L'oculus de la Chambre nuptiale sur le site VISITMANTUA
L’oculus de la Chambre nuptiale sur le site VISITMANTUA


La chambre des géants du Palazzo Te sur le site VISITMANTUA
La Camera dei Giganti du Palazzo Te sur le site VISITMANTUA

Facebook a ainsi occulté des tableaux d’une importance capitale pour l’histoire de l’art, reproduits dans tous les manuels comme des chefs-d’œuvre fondateurs de l’art occidental. Comment s’est déroulée l’affaire?

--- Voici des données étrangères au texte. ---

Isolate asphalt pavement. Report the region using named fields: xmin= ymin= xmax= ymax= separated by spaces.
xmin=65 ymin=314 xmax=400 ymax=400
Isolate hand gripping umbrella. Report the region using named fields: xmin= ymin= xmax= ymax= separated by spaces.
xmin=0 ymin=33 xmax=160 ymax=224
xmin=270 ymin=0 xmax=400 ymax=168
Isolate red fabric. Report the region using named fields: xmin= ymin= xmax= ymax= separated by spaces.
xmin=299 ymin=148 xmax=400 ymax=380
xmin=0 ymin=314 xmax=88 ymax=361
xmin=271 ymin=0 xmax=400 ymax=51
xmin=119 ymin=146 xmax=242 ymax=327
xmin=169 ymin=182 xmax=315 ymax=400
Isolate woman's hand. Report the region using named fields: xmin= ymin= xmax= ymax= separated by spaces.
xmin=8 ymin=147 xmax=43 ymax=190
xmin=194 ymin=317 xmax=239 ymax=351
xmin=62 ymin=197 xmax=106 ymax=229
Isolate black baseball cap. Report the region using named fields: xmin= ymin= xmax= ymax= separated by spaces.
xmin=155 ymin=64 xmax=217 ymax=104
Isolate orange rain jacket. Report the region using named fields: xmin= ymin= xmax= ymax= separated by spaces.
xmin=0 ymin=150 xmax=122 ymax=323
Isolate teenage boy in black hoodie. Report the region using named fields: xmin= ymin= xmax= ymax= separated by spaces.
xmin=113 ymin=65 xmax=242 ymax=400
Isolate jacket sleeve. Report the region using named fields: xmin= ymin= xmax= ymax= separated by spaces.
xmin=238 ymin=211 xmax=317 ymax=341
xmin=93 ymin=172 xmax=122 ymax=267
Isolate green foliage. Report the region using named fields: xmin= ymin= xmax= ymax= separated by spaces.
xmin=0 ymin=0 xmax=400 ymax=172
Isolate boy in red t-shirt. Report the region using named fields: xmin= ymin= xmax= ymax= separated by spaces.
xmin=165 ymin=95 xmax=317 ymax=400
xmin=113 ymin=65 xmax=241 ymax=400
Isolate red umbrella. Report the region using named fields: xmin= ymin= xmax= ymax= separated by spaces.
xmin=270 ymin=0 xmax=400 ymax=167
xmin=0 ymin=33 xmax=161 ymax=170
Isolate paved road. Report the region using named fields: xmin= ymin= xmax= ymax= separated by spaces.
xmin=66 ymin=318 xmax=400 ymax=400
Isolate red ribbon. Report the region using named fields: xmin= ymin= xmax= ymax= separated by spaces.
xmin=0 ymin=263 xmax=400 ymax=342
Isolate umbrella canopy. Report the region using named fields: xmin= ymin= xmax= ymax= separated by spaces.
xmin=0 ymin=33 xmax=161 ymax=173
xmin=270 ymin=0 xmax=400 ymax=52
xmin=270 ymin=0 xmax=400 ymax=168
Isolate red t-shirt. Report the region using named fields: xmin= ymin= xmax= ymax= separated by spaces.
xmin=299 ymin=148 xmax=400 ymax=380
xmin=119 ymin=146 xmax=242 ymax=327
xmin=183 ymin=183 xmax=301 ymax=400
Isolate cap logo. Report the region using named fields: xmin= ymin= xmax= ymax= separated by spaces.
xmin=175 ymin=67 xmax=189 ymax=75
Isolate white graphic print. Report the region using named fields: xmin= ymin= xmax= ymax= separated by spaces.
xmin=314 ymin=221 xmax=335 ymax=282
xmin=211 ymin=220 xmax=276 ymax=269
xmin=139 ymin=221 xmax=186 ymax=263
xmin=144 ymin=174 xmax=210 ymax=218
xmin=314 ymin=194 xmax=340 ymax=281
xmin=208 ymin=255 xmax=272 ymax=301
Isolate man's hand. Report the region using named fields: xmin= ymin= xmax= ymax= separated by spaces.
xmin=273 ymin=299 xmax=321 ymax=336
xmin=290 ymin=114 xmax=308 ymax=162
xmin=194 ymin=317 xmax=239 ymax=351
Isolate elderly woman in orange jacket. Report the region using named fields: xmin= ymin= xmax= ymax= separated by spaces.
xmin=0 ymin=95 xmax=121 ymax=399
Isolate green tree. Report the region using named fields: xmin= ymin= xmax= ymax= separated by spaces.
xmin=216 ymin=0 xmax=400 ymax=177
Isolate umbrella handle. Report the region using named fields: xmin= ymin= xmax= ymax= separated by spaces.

Lorsque j’ai compris que le problème venait de la présence du lien vers le site VISITMANTUA, j’ai décidé à contrecœur de modifier le texte de l’annonce payante, en supprimant le lien direct vers le site. Mais cela n’a manifestement pas suffi: même après avoir supprimé le lien, l’équipe de Facebook n’a pas approuvé ma publicité. J’ai alors demandé des éclaircissements et, cette fois, le message échangé était en anglais : "Hello and thank you for helping me with this. Maintenant: dans cette annonce, il n’y a pas de nus, et cette annonce ne contient plus de lien vers mon site web. En tant que guide touristique, mon site web contient bien sûr des images d’œuvres d’art de la Renaissance dans lesquelles des corps nus sont exposés. D’ailleurs, ces fresques ont été déclarées trésors de l’UNESCO. Êtes-vous en train de me dire que chaque annonce de mon activité ne sera pas acceptée par Facebook parce que mon site web contient des images d’œuvres d’art de la Renaissance? J’ai reçu la réponse suivante de Griffith, membre de l’équipe chargée des annonces: “Bonjour Lorenzo, votre site Facebook et votre page web principale sont toujours considérés comme des composants de vos annonces, que vous incluiez ou non les liens. Tant qu’il y a de la nudité sur votre page, même de nature artistique, vos annonces peuvent être rejetées. Je vous prie de m’excuser pour ce désagrément”. La situation était désormais claire: tant qu’il y aura des chérubins nus de Mantegna ou des dieux voilés de Giulio Romano sur le site VISITMANTUA, Facebook, et par conséquent Instagram, me refuseront la possibilité de faire des publicités payantes.

Comment avez-vous ressenti le fait de ne pas pouvoir publier de publicités en raison de la présence de nus dans les œuvres de Mantegna et de Giulio Romano?

Ce sont eux qui possèdent les réseaux et il est juste qu’ils fixent les règles. Je ferai de la publicité ailleurs. Ce qui est curieux, c’est que, malgré cette “interdiction”, je reçois chaque semaine des courriels de l’équipe de Facebook m’informant que mon contenu est “très performant” et qu’il pourrait toucher davantage d’utilisateurs grâce à une publicité payante. Dommage que je ne puisse pas en profiter... après tout, le logo VISITMANTUA comporte les lettres VM: Interdit aux mineurs.